Moral of the story: Don’t wait till the last hour to decide to go home during curfew and if you do, you better be in good shape!

Running 3.3 Km back home to avoid getting thrown in jail

Conclusion

In my opinion, the pros outweighed the cons by a lot. We are now able to walk around without much worry and know that we have a slim chance to catch the virus. We saved lots of money by not returning home and even getting discounts on our housing and food. In the end, we learned the hard way about cutting it close to curfew and I found a new hobby: yoga! I wouldn’t have traded this experience for anything and I am happy to support Thailand in this time of need.

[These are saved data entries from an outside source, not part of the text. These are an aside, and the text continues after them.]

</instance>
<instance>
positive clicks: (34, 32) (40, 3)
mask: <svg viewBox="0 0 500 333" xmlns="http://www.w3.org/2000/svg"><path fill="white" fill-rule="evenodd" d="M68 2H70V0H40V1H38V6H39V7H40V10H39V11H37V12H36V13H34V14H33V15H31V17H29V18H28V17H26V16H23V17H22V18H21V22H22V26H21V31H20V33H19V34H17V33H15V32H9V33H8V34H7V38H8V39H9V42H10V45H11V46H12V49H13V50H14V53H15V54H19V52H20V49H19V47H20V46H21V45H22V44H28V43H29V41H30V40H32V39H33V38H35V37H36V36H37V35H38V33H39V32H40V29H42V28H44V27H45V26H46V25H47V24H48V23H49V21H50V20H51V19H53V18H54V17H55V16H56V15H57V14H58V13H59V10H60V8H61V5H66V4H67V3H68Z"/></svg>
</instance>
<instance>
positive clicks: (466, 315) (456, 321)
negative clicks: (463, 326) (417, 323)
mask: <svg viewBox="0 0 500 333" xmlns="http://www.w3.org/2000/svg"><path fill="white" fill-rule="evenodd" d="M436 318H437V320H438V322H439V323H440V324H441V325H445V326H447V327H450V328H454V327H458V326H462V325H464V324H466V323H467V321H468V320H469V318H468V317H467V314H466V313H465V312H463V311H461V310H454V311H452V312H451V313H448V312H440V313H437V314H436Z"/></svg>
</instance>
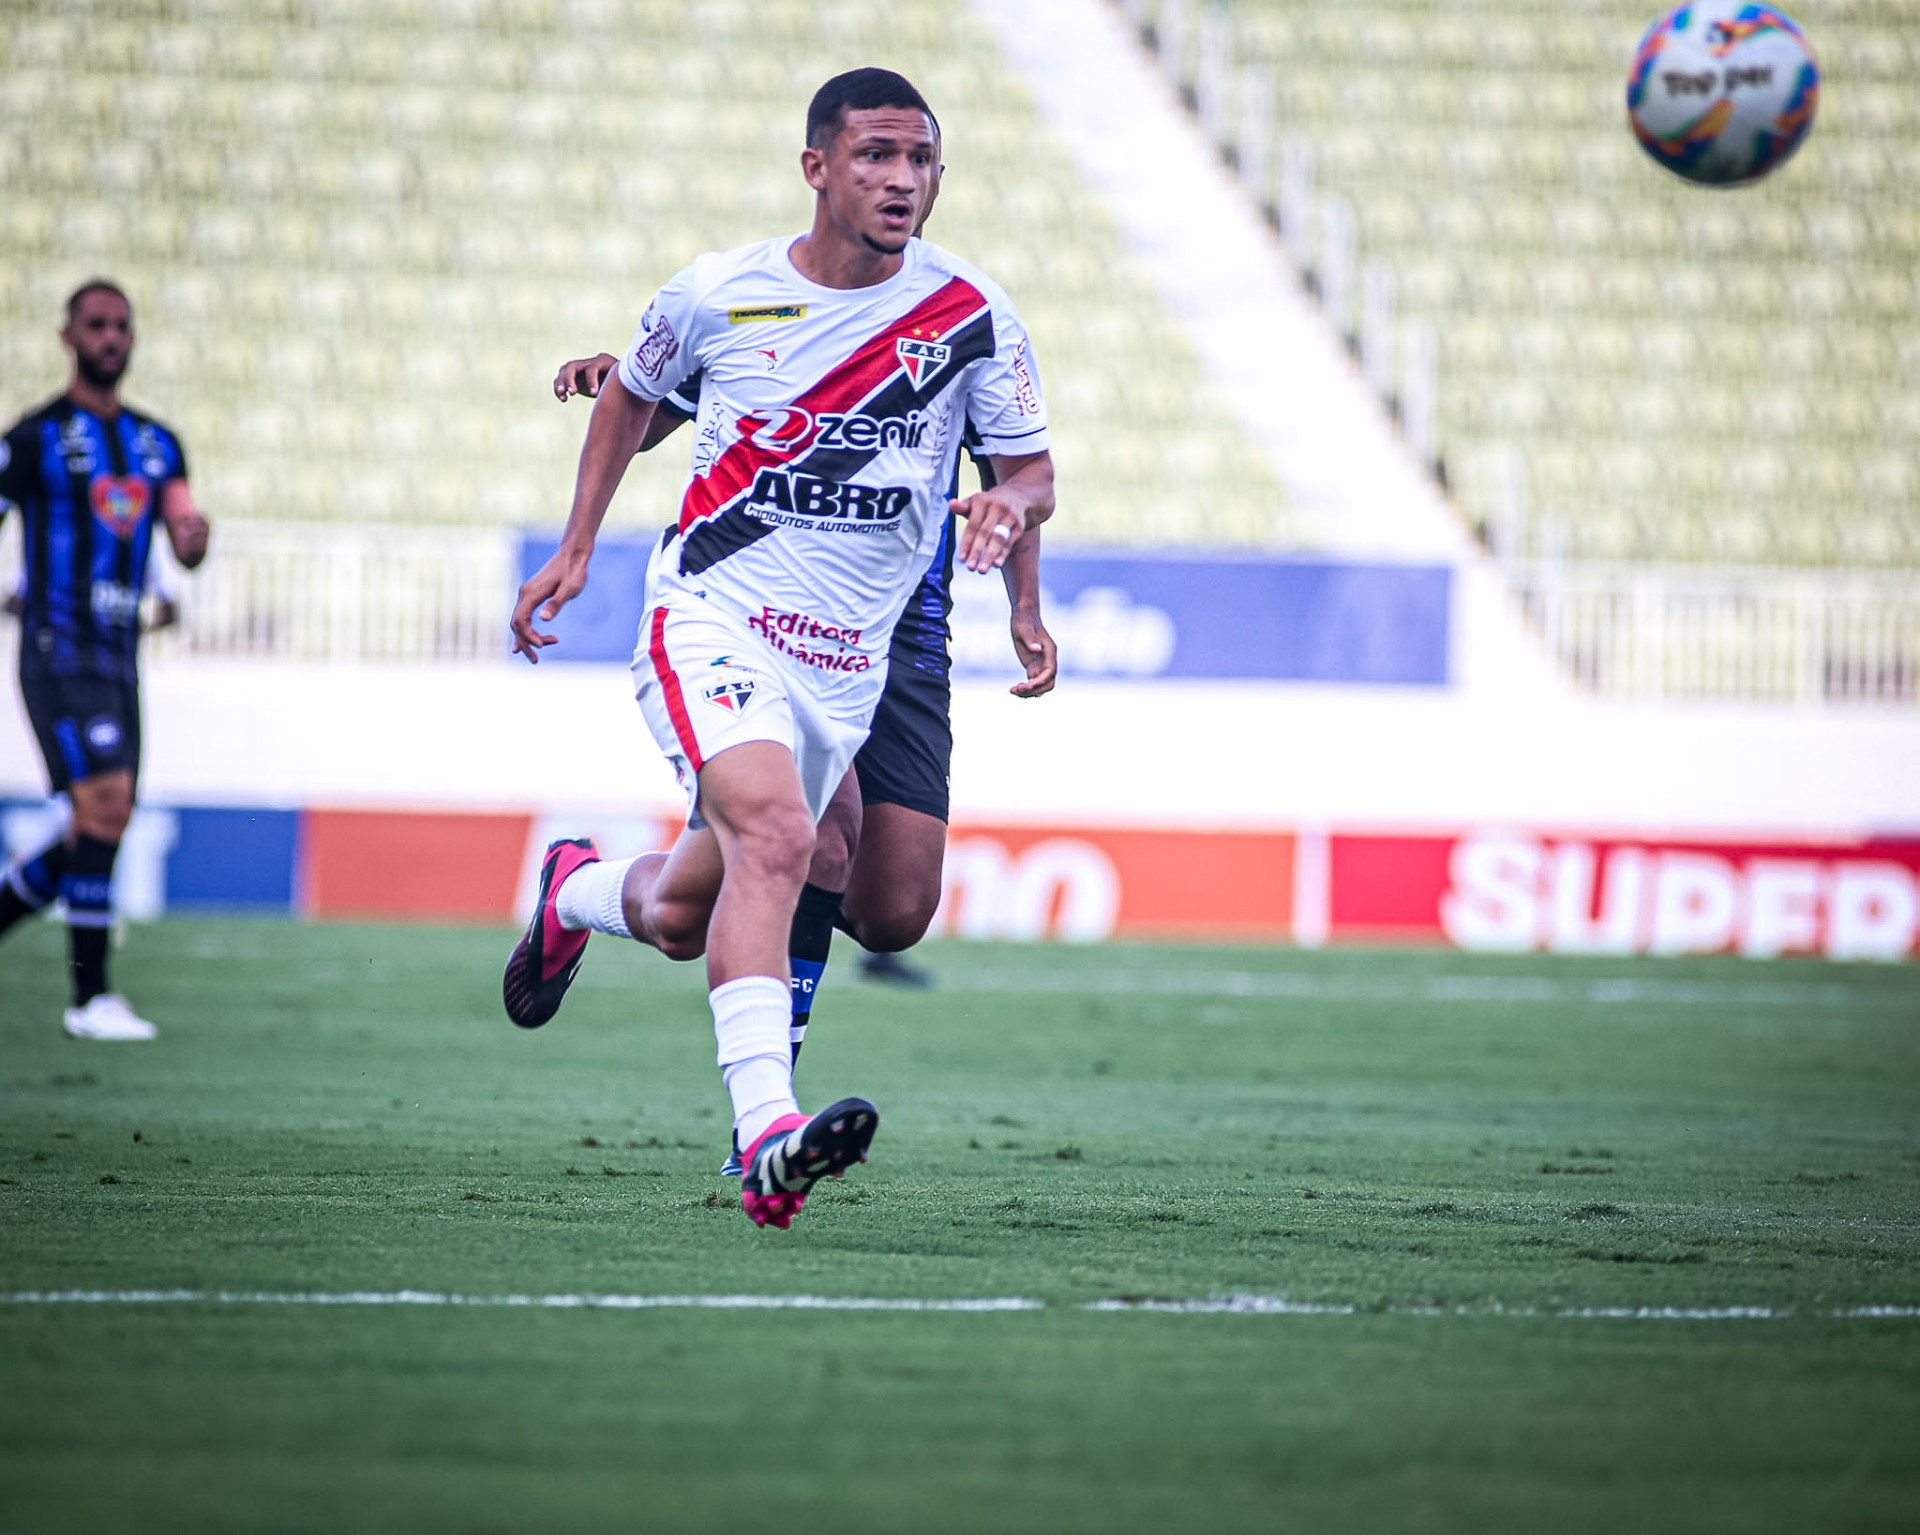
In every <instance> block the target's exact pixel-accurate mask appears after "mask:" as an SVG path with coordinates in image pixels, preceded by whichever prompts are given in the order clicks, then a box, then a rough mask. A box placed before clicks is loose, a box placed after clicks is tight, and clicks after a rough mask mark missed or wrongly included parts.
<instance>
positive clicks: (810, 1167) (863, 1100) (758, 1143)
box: [739, 1099, 879, 1231]
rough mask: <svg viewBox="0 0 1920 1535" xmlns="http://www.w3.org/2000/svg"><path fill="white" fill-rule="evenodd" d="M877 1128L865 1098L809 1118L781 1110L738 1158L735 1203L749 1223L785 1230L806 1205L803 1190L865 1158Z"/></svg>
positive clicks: (805, 1190)
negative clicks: (815, 1183) (735, 1196)
mask: <svg viewBox="0 0 1920 1535" xmlns="http://www.w3.org/2000/svg"><path fill="white" fill-rule="evenodd" d="M876 1130H879V1110H877V1109H876V1107H874V1105H872V1103H868V1101H866V1099H841V1101H839V1103H835V1105H833V1107H831V1109H822V1110H820V1112H818V1114H814V1116H812V1118H806V1116H804V1114H781V1116H780V1118H778V1120H774V1122H772V1124H770V1126H768V1128H766V1130H764V1132H760V1139H756V1141H755V1143H753V1145H751V1147H747V1155H745V1157H743V1158H741V1160H745V1164H747V1170H745V1172H743V1174H741V1180H739V1206H741V1208H743V1210H745V1212H747V1214H749V1216H751V1218H753V1224H755V1226H778V1228H780V1230H781V1231H785V1230H787V1228H789V1226H791V1224H793V1218H795V1216H797V1214H799V1212H801V1210H803V1208H806V1191H808V1189H812V1185H814V1183H818V1182H820V1180H822V1178H839V1176H841V1174H843V1172H847V1168H851V1166H852V1164H854V1162H864V1160H866V1149H868V1147H870V1145H874V1132H876Z"/></svg>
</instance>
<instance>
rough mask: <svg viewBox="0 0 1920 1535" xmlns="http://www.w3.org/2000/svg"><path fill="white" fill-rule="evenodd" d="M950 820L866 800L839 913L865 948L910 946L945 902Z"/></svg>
mask: <svg viewBox="0 0 1920 1535" xmlns="http://www.w3.org/2000/svg"><path fill="white" fill-rule="evenodd" d="M945 859H947V822H945V820H941V818H939V816H933V815H927V813H925V811H910V809H906V807H904V805H868V807H866V818H864V824H862V828H860V847H858V851H856V853H854V859H852V868H851V870H849V876H847V895H845V897H841V913H843V914H845V918H847V932H851V934H852V936H854V941H856V943H860V947H862V949H870V951H874V953H879V955H895V953H900V949H912V947H914V945H916V943H918V941H920V939H922V938H925V936H927V928H929V926H931V924H933V913H935V911H939V905H941V865H943V863H945Z"/></svg>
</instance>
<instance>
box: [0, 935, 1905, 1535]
mask: <svg viewBox="0 0 1920 1535" xmlns="http://www.w3.org/2000/svg"><path fill="white" fill-rule="evenodd" d="M509 941H511V939H509V936H505V934H499V932H474V930H449V928H401V926H384V928H349V926H321V928H311V926H296V924H278V922H213V920H205V922H200V920H196V922H186V920H175V922H163V924H156V926H152V928H138V930H134V932H132V936H131V939H129V943H127V947H125V949H123V951H121V955H119V961H117V962H119V978H121V982H123V984H125V989H127V991H129V993H132V995H134V999H136V1001H138V1003H140V1007H142V1011H146V1012H148V1014H150V1016H154V1018H156V1020H157V1022H159V1024H161V1030H163V1032H161V1039H159V1041H157V1043H154V1045H84V1043H77V1041H69V1039H65V1037H61V1034H60V1030H58V1009H60V1001H61V995H60V987H61V974H60V970H61V964H60V957H61V943H60V932H58V930H56V928H52V926H46V924H35V926H33V928H31V930H25V932H17V934H15V936H13V938H10V939H8V943H6V947H4V949H0V1051H4V1055H0V1301H4V1303H0V1531H8V1535H38V1533H40V1531H125V1529H142V1531H225V1529H232V1531H261V1529H284V1531H309V1529H311V1531H340V1529H353V1531H545V1529H553V1531H595V1529H622V1531H624V1529H647V1531H678V1529H699V1531H705V1529H714V1531H720V1529H764V1531H814V1529H833V1531H1000V1529H1018V1531H1135V1529H1139V1531H1146V1529H1152V1531H1240V1529H1248V1531H1256V1529H1258V1531H1275V1529H1302V1531H1331V1529H1356V1531H1371V1529H1382V1531H1444V1529H1463V1531H1465V1529H1473V1531H1507V1529H1511V1531H1540V1529H1555V1531H1588V1529H1592V1531H1622V1529H1688V1531H1755V1529H1780V1531H1788V1529H1791V1531H1807V1529H1820V1531H1834V1529H1889V1531H1891V1529H1914V1527H1920V1318H1916V1316H1912V1314H1910V1308H1912V1306H1916V1304H1920V1264H1916V1258H1920V972H1916V970H1912V968H1855V966H1816V964H1788V962H1774V964H1749V962H1736V961H1668V962H1642V961H1599V959H1596V961H1546V959H1469V957H1461V955H1446V953H1357V951H1354V953H1288V951H1263V949H1192V947H1133V945H1114V947H1096V949H1058V947H1046V949H1020V947H991V945H981V947H966V945H945V947H941V945H929V949H927V951H925V959H927V961H929V962H931V966H933V968H935V970H937V972H939V976H941V980H943V986H941V987H939V989H937V991H931V993H899V991H887V989H876V987H872V986H862V984H860V982H858V980H854V976H852V972H851V968H849V966H847V964H845V959H841V961H839V962H835V966H833V970H829V976H828V982H826V986H824V991H822V999H820V1009H818V1012H816V1026H814V1036H812V1039H810V1041H808V1045H806V1053H804V1057H803V1060H801V1072H799V1080H801V1093H803V1101H804V1103H810V1105H822V1103H826V1101H828V1099H831V1097H839V1095H843V1093H849V1091H858V1093H866V1095H870V1097H872V1099H874V1101H876V1103H877V1105H879V1109H881V1116H883V1124H881V1133H879V1141H877V1143H876V1155H874V1162H872V1164H870V1166H866V1168H860V1170H856V1172H854V1174H852V1176H849V1178H847V1180H845V1182H843V1183H828V1185H822V1189H820V1191H818V1193H816V1197H814V1199H812V1203H810V1206H808V1210H806V1212H804V1214H803V1216H801V1218H799V1220H797V1222H795V1230H793V1231H789V1233H778V1231H756V1230H753V1228H751V1226H749V1222H747V1220H745V1218H743V1216H741V1214H739V1210H737V1206H735V1189H733V1187H732V1185H728V1183H722V1182H720V1180H718V1178H716V1176H714V1168H716V1164H718V1160H720V1155H722V1153H724V1149H726V1126H728V1120H726V1101H724V1093H722V1089H720V1084H718V1074H716V1072H714V1066H712V1032H710V1024H708V1020H707V1011H705V995H703V984H701V978H699V972H697V968H676V966H668V964H664V962H662V961H659V959H655V957H653V955H649V953H643V951H639V949H636V947H628V945H616V943H611V941H607V939H595V943H593V949H591V951H589V955H588V964H586V970H584V972H582V984H580V986H578V987H576V991H574V995H572V997H570V999H568V1005H566V1009H564V1011H563V1014H561V1016H559V1018H557V1020H555V1022H553V1024H551V1026H549V1028H545V1030H541V1032H538V1034H518V1032H516V1030H513V1028H511V1026H509V1024H507V1020H505V1016H503V1014H501V1007H499V964H501V959H503V957H505V949H507V945H509ZM131 1289H182V1291H192V1293H196V1295H200V1297H202V1299H190V1301H171V1303H125V1301H104V1303H98V1304H77V1303H56V1304H48V1303H35V1301H27V1299H23V1297H25V1295H29V1293H42V1295H44V1293H54V1291H131ZM221 1291H227V1293H271V1295H309V1297H315V1295H346V1293H351V1291H374V1293H396V1291H430V1293H438V1295H459V1297H501V1295H530V1297H545V1295H770V1297H791V1295H820V1297H885V1299H962V1297H1023V1299H1027V1301H1033V1303H1043V1304H1041V1306H1039V1308H1031V1310H1020V1312H991V1314H973V1312H845V1310H687V1308H678V1310H674V1308H655V1310H620V1308H605V1306H603V1308H584V1306H576V1308H553V1306H461V1304H378V1306H374V1304H288V1303H267V1301H259V1299H253V1301H225V1303H223V1301H219V1299H213V1297H217V1293H221ZM1229 1295H1258V1297H1281V1295H1284V1297H1288V1299H1290V1301H1292V1303H1313V1304H1323V1306H1327V1308H1329V1310H1325V1312H1315V1314H1188V1312H1167V1310H1121V1312H1116V1310H1094V1308H1089V1303H1098V1301H1114V1299H1121V1297H1135V1299H1140V1297H1158V1299H1164V1301H1190V1299H1212V1297H1229ZM1860 1306H1905V1308H1908V1314H1907V1316H1885V1318H1862V1316H1849V1314H1847V1312H1853V1310H1857V1308H1860ZM1640 1308H1651V1310H1653V1312H1659V1310H1661V1308H1670V1310H1672V1312H1674V1314H1672V1316H1657V1314H1655V1316H1622V1314H1596V1316H1578V1314H1572V1312H1609V1310H1611V1312H1622V1310H1624V1312H1638V1310H1640ZM1724 1308H1764V1312H1766V1314H1764V1316H1736V1318H1688V1316H1686V1312H1715V1310H1724Z"/></svg>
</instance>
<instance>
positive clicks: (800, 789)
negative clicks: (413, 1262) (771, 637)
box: [507, 742, 879, 1228]
mask: <svg viewBox="0 0 1920 1535" xmlns="http://www.w3.org/2000/svg"><path fill="white" fill-rule="evenodd" d="M699 807H701V815H703V816H705V820H707V826H705V828H703V830H699V832H691V834H687V836H685V838H682V840H680V841H678V843H676V845H674V851H672V853H668V855H664V857H662V855H645V857H641V859H624V861H618V863H601V861H599V859H597V857H595V855H593V851H591V845H589V843H568V841H561V843H555V845H553V849H549V855H547V865H545V866H543V870H541V897H540V909H538V911H536V914H534V926H532V928H530V930H528V936H526V938H524V939H522V947H520V949H515V959H513V961H509V966H507V1001H509V1012H513V1007H515V997H516V980H518V982H520V989H518V995H522V997H524V995H530V987H528V986H526V976H528V968H530V964H532V966H534V968H538V964H540V957H541V955H540V945H541V943H543V941H547V939H545V936H547V934H549V932H551V930H557V932H563V934H568V932H578V934H586V932H607V934H614V936H620V938H636V939H639V941H643V943H651V945H653V947H657V949H660V951H662V953H668V955H672V957H691V955H695V953H699V951H701V943H703V938H705V953H707V982H708V1001H710V1005H712V1014H714V1039H716V1045H718V1064H720V1074H722V1078H724V1080H726V1087H728V1095H730V1097H732V1099H733V1133H735V1139H737V1143H739V1145H743V1147H745V1153H743V1162H745V1168H743V1174H741V1208H745V1210H747V1214H749V1216H751V1218H753V1220H755V1224H758V1226H780V1228H785V1226H789V1224H791V1220H793V1216H795V1214H799V1210H801V1208H803V1206H804V1203H806V1191H808V1189H810V1187H812V1185H814V1182H816V1180H818V1178H824V1176H839V1174H841V1172H845V1168H847V1166H851V1164H852V1162H856V1160H866V1149H868V1145H870V1143H872V1139H874V1130H876V1128H877V1124H879V1116H877V1112H876V1110H874V1105H870V1103H866V1101H864V1099H843V1101H841V1103H835V1105H833V1107H831V1109H828V1110H826V1112H822V1114H816V1116H812V1118H808V1116H804V1114H801V1109H799V1103H797V1101H795V1097H793V1053H791V1039H789V1030H791V1022H789V1020H791V978H789V970H787V953H785V951H787V936H789V932H791V926H793V914H795V909H797V905H799V899H801V888H803V884H804V882H806V874H808V868H810V865H812V857H814V843H816V832H814V818H812V813H810V809H808V805H806V793H804V790H803V786H801V776H799V770H797V768H795V763H793V755H791V753H789V751H787V747H783V745H778V743H774V742H743V743H741V745H735V747H730V749H726V751H722V753H718V755H716V757H712V759H710V761H707V765H705V767H701V774H699ZM568 849H572V851H568ZM549 911H551V918H553V926H551V930H549V926H547V918H549ZM580 943H582V947H584V938H582V939H580ZM570 964H572V966H578V955H574V957H572V959H570ZM568 980H570V970H568ZM555 1005H557V1003H555ZM549 1016H551V1014H549ZM516 1022H518V1016H516Z"/></svg>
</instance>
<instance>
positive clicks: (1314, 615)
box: [954, 551, 1453, 686]
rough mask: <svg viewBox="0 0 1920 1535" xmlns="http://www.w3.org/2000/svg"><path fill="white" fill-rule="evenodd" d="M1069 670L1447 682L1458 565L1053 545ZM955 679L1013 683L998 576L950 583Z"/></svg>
mask: <svg viewBox="0 0 1920 1535" xmlns="http://www.w3.org/2000/svg"><path fill="white" fill-rule="evenodd" d="M1041 584H1043V613H1044V619H1046V628H1048V630H1050V632H1052V636H1054V640H1058V644H1060V669H1062V672H1066V674H1068V676H1112V678H1196V680H1198V678H1261V680H1275V682H1348V684H1402V686H1407V684H1411V686H1446V682H1448V680H1450V669H1448V649H1450V646H1448V640H1450V628H1452V605H1453V571H1452V567H1446V565H1379V563H1356V561H1334V559H1198V557H1183V555H1167V553H1156V555H1150V557H1146V555H1079V553H1054V551H1048V553H1046V557H1044V561H1043V567H1041ZM954 599H956V601H954V676H979V678H985V676H993V678H1006V676H1014V674H1018V672H1014V667H1012V646H1010V642H1008V636H1006V597H1004V594H1002V588H1000V580H998V578H996V576H995V578H979V576H968V574H960V576H956V580H954Z"/></svg>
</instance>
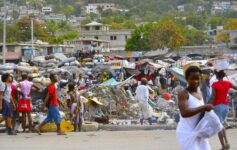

How has your experience been during quarantine? Have you been enjoying your time at home? When do you think it’s okay to go into public again?

*Disclosure: Bear in mind that some of the links in this post are affiliate links and if you go through them to make a purchase I will earn a commission. Keep in mind that I link these companies and their products because of their quality and not because of the commission I receive from your purchases. The decision is yours, and whether or not you decide to buy something is completely up to you.

3 Comments

  1. I miss Thailand. I was supposed to teach there May of 2020 but couldn’t get in the country because of COVID-19.

    Then the costs of entering the country: visa costs, buying insurance, 14 day quarantine. Oi Vey!